En ze zag Shelley, die op weg naar hem was.

“Shelley,” blafte Zoe in de radio. “Einde van de bar, aan jouw linkerkant. Snij hem af bij de derde pilaar.”

Zoe zag hoe Shelley naar haar bericht luisterde en hoe ze haar hoofd met een ruk naar de bar keerde. Haar ogen vonden de pilaar en ze zette het op een rennen, terwijl Zoe zelf ook op gang kwam, en evenals haar ogen haar benen het tafereel nu liet volgen.

Nog een laatste rij tafels –

Jimmy Sikes stoof naar een kant, uit de weg van de agent die zijn kant op kwam, en helde richting de bar, om de vierde pilaar heen en rechtdoor.
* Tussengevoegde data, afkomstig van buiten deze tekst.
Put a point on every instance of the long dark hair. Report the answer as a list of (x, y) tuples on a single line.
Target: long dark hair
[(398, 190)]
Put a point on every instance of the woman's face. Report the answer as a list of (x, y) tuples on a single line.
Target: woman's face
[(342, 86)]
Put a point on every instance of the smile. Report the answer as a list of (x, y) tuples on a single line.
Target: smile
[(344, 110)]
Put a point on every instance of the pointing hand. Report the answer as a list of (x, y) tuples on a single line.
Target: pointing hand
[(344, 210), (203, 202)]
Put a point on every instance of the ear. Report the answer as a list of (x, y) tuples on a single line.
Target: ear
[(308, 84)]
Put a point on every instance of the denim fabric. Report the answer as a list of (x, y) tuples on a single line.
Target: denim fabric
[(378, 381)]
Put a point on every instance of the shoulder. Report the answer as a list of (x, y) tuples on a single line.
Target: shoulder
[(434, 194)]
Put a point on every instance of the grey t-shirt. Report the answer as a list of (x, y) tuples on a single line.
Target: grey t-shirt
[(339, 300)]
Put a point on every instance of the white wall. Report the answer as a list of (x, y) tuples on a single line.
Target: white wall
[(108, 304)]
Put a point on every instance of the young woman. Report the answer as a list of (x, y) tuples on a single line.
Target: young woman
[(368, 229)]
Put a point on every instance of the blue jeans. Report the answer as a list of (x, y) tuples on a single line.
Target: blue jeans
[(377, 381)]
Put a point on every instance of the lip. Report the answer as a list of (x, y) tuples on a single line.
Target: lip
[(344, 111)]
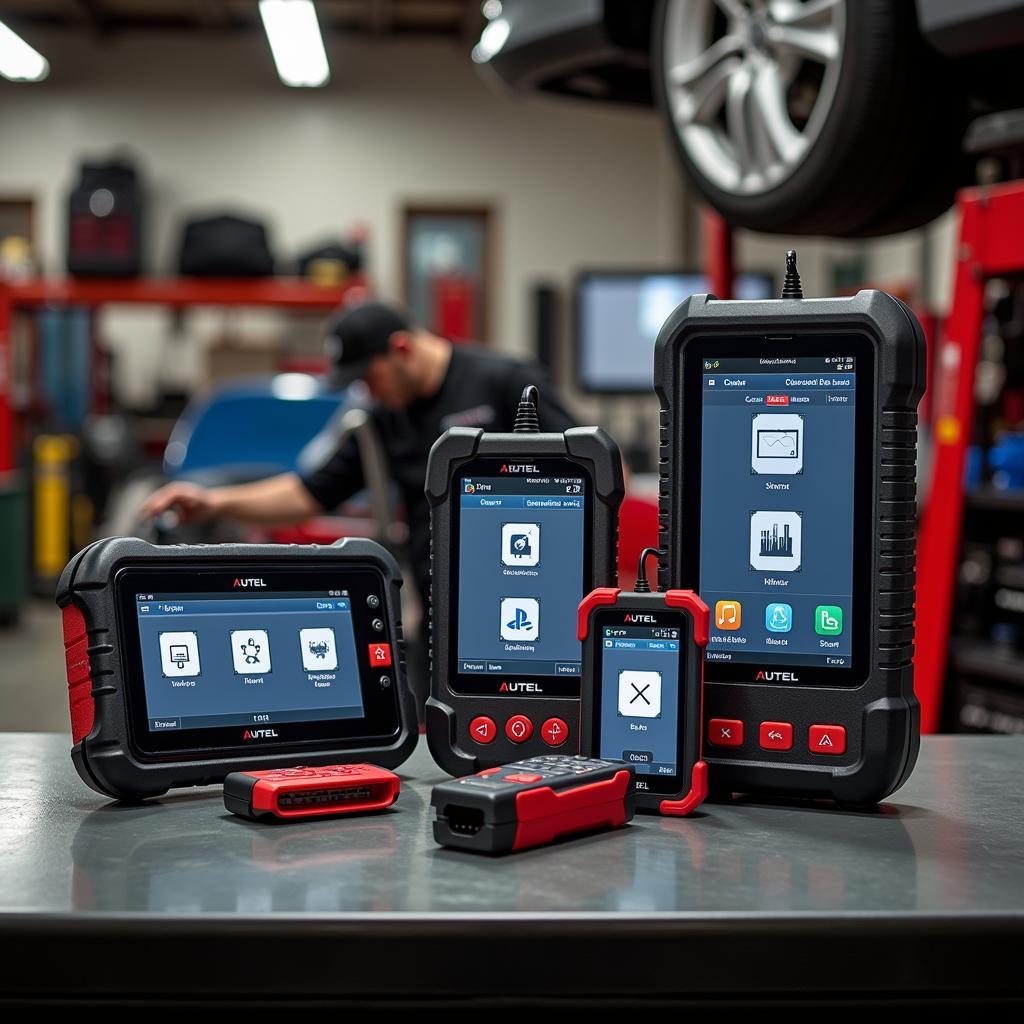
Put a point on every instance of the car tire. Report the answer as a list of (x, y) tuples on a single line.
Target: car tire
[(886, 152)]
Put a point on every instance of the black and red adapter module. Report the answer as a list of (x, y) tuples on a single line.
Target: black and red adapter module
[(299, 794), (532, 802)]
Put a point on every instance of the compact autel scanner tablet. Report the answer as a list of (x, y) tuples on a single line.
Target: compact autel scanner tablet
[(787, 501), (187, 663), (642, 686), (522, 525)]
“Stop!” Shelley’s stem, en toen een krakend geluid, alsof een lichaam de grond raakte.

Zoe’s zicht werd belemmerd door de derde pilaar – ze kon Shelley noch Jimmy zien – maar hij was niet tevoorschijn gekomen, en Shelley ook niet. Zoe ging de hoek om waardoor ze weer vrij zicht had, en slaakte een diepe zucht van verlichting toen ze Shelley met een geoefende beweging de handboeien om Jimmy’s polsen zag slaan.
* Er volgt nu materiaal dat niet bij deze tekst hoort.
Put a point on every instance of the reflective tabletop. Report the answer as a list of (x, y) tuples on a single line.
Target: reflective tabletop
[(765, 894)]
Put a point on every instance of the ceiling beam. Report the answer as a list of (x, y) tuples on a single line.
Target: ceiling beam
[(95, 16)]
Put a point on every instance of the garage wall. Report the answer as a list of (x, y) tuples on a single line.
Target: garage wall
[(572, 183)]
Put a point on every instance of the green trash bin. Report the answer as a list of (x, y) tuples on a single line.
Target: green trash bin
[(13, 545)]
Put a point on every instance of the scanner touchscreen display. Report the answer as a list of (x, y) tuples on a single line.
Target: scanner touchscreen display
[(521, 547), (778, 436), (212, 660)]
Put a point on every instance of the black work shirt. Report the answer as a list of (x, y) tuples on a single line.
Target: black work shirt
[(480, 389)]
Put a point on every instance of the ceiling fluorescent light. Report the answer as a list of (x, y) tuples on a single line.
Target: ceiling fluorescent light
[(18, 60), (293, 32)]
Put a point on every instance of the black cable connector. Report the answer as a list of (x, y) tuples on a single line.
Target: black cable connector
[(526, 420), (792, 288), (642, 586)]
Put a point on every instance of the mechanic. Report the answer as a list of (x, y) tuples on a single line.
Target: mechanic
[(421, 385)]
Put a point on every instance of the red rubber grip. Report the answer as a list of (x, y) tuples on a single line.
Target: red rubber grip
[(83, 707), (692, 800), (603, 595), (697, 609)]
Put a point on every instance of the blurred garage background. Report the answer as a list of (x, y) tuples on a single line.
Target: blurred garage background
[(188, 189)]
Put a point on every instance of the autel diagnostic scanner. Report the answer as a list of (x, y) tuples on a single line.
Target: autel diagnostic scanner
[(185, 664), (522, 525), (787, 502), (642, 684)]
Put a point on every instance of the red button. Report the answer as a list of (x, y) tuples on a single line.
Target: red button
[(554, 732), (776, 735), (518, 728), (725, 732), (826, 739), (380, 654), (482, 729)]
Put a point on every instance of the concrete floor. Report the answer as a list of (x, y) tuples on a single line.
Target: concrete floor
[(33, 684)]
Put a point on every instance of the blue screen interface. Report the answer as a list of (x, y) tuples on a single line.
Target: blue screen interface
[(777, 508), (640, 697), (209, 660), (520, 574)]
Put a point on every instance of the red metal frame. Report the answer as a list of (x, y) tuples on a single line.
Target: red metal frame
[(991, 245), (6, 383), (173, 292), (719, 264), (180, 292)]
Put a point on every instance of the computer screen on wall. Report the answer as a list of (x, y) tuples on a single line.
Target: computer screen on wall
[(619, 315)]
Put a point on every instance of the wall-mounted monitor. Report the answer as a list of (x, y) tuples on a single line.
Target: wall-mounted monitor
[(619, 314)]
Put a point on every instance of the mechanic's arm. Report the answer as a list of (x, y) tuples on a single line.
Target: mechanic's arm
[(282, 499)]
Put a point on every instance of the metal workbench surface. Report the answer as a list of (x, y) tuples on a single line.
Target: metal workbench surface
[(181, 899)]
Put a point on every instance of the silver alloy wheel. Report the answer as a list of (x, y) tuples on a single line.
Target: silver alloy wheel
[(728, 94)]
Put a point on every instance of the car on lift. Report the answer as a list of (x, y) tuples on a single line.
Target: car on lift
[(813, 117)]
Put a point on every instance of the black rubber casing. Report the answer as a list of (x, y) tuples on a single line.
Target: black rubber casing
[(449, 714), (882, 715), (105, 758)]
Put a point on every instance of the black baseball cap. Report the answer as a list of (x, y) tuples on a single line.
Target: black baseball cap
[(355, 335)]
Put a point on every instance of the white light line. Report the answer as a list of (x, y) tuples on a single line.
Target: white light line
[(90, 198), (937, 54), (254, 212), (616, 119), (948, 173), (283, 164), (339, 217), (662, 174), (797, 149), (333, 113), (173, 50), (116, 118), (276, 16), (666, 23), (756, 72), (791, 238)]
Toen ze ter plekke aankwam, enigszins buiten adem en de nasleep van adrenaline die haar lichaam was binnengestroomd tijdens de achtervolging gewaar, had Shelley Jimmy net zijn arrestatierechten voorgelezen. De andere agenten kwam om hen heen staan, pakten Jimmy bij de schouders en marcheerden hem terug naar de parkeerplaats. Zoe kon weer ademen, en wisselde een grijns en een clandestiene boks van succes met Shelley.

“We hebben hem, Z,” zei Shelley lachend.

En Zoe vroeg zich af waardoor het toch kwam dat ze er nu niet langer zo verschrikkelijk zeker van was als eerder, dat dit werkelijk de man was die ze moesten hebben.